Foster research and technical collaborations

CISL has a robust set of ongoing partnerships and collaborations that are focused on the effective use of current and future high performance architectures for NCAR applications. These collaborations take the form of membership in a regional HPC consortium, on-going R&D projects that include vendor partners, annual workshops, symposia, hackathons, training events focused on emerging technologies and techniques, as well as regularly scheduled teleconferences on code optimization with various vendor partners.

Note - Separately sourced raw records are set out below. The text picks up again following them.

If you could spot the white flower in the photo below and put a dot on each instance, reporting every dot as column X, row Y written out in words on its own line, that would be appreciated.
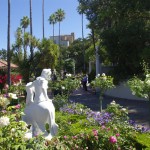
column 113, row 103
column 4, row 121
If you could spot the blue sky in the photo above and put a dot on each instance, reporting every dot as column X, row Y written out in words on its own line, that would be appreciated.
column 20, row 8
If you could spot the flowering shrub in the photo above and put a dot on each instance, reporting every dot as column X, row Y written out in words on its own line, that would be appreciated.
column 140, row 88
column 4, row 101
column 104, row 83
column 76, row 131
column 66, row 86
column 14, row 79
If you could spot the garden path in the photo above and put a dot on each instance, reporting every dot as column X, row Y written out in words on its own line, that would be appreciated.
column 138, row 109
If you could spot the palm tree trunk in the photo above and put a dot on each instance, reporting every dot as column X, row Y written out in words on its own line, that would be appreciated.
column 31, row 48
column 83, row 45
column 59, row 47
column 53, row 32
column 8, row 47
column 43, row 16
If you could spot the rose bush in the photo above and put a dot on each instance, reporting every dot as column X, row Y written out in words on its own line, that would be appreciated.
column 104, row 83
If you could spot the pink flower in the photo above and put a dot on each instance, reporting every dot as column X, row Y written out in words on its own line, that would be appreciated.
column 65, row 137
column 18, row 106
column 112, row 139
column 103, row 127
column 117, row 134
column 95, row 132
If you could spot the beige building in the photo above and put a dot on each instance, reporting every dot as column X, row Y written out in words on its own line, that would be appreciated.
column 65, row 40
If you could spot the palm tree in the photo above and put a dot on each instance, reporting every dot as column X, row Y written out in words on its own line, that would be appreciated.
column 80, row 11
column 52, row 20
column 60, row 15
column 19, row 42
column 31, row 49
column 24, row 24
column 43, row 16
column 8, row 46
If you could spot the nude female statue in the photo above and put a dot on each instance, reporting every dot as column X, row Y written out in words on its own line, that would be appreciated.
column 39, row 108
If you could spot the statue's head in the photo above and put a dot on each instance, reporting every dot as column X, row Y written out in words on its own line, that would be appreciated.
column 46, row 73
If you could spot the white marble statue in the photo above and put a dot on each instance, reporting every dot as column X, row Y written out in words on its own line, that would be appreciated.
column 39, row 108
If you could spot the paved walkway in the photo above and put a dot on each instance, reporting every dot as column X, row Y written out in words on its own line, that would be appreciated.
column 138, row 109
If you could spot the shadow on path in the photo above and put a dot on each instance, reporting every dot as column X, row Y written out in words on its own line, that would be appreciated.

Rocky Mountain Advanced Computing Consortium

CISL’s participation in the Rocky Mountain Advanced Computing Consortium (RMACC) not only supports the development of regional high-performance CI but also broadens and informs CISL’s knowledge of various computing options. For instance, seeking to replace the aging Janus supercomputer, the University of Colorado at Boulder and Colorado State University led, in partnership with RMACC, a successful NSF Major Research Instrumentation grant proposal to bring a 450-teraflops PowerEdge C Series system from Dell to the Front Range. Named Summit, this heterogeneous computing system includes Intel Xeon, Xeon Phi, and NVIDIA GPU components, along with the newly introduced 100 gigabit-per-second Intel Omnipath (OPA) Interconnect. CISL contributed to this successful proposal as an RMACC partner, and is therefore entitled to access to the system for benchmarking and evaluation purposes. This access to Summit’s novel heterogeneous architecture provides CISL an important avenue to gain vital technical information about the performance and production readiness of both OPA and Xeon Phi.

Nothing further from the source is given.